I should also note in this section of 'may' remarks, that New Zealand's "BSE free" status was finally recognised by the OIE this year, and commend the unstinting efforts of the biosecurity agency in achieving this outcome.

Domestic Environment

It is a year now since the Holidays Act was introduced. It has, as predicted, been costly for our industry in terms of both remuneration and absenteeism. Currently, there seems to be little political will to review the Act government, though we shall continue to assemble the data.

The Association has been busy with representations on a wide range of legislative and regulatory change in areas from Climate Change, through to Consumers' Rights, Employment Relations, Hazardous Substances, Immigration and Taxation to the Pandemic Preparedness Bill. None of them major, however all of them important and time consuming.

From the industry's standpoint, both the cost and the supply of labour is driving the industry further and further into technical innovation to reduce dependence on labour in meat processing. There is however a limit to what can be done in this regard. The New Zealand meat processing industry is already regarded as one of the most technologically advanced, and there are many functions where the skills of our employees are critical to safe, efficient and hygienic processing.
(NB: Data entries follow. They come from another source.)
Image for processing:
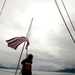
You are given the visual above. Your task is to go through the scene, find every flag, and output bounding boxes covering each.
[6,37,29,50]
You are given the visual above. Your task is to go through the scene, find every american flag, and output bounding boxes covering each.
[6,37,29,50]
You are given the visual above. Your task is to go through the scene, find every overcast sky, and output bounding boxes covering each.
[0,0,75,70]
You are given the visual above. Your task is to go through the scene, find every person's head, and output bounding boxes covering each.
[28,54,33,60]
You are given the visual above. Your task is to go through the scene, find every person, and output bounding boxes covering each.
[21,54,33,75]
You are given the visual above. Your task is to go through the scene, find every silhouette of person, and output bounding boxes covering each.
[21,54,33,75]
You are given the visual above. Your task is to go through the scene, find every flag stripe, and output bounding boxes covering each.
[6,37,29,50]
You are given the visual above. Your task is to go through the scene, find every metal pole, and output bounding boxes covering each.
[15,18,33,75]
[0,0,6,15]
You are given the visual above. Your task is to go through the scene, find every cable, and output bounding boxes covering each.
[61,0,75,31]
[0,0,6,15]
[54,0,75,43]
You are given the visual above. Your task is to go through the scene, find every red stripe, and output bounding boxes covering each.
[6,37,29,49]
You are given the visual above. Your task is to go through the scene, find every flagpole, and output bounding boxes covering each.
[0,0,6,15]
[15,18,33,75]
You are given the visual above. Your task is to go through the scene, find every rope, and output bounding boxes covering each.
[61,0,75,31]
[54,0,75,43]
[0,0,6,15]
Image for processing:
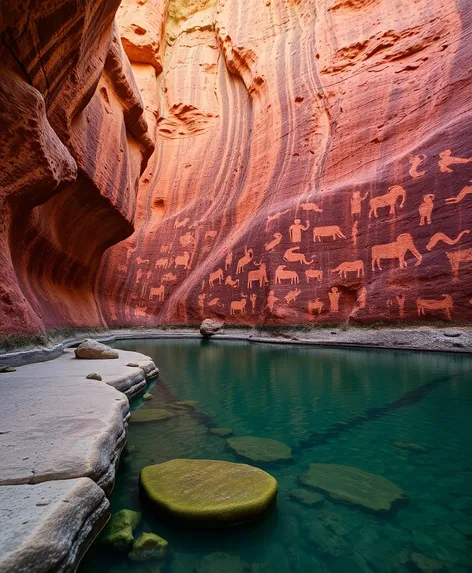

In terms of the availability of labour, the inability to attract people to rural areas, and to retain those that are there, is becoming an increasing issue. Suggestions that this may be addressed by increasing immigration entitlements, on a permanent or seasonal basis must be further developed, so as to assess the potential benefits and implications of immigrant labour.

The ability to increase the attractiveness of the processing industry through conditions of employment and remuneration is similarly constrained in an internationally competitive industry, and raises the spectre of certain functions being conducted better offshore. It is pleasing to note that the Minister and Department of Labour (Immigration) is addressing these issues.

Meat Industry Association

In concluding, I would like to thank Caryll and the team for their services and assistance during the year, and my colleagues on the Council for their commitment to serving the membership. In doing so may I also recognise that many companies have made their people available to work on specific issues for the Association, which has made a huge contribution to its effectiveness and efficiency.